An international group of ALS researchers met in Paris recently to organize a clinical trial of a new experimental ALS drug known as SR57746A -- or simply, "the Sanofi drug," after the company that makes it, Sanofi Pharmaceuticals (Montpellier, France).

Researchers from centers in North America, France, Italy, the Netherlands, Belgium, Germany, the United Kingdom, Ireland and Spain attended the meeting.

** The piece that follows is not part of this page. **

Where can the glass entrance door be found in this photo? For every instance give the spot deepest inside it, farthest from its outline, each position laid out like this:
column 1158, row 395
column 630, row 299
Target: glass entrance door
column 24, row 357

SR57746A seems to work by causing the body to make more of various neurotrophic ("nerve-nourishing") factors, such as BDNF, CNTF and NGF. Neurotrophic factors improve the survival of motor neurons, the cells affected in ALS, when tested in culture dishes and animal models of nerve damage. Preliminary data on treated patients show the Sanofi drug is promising.

To be in the study, you can be taking riluzole (Rilutek) but you can't be taking neurotrophic factor drugs, such as Myotrophin (IGF-1), BDNF or GDNF.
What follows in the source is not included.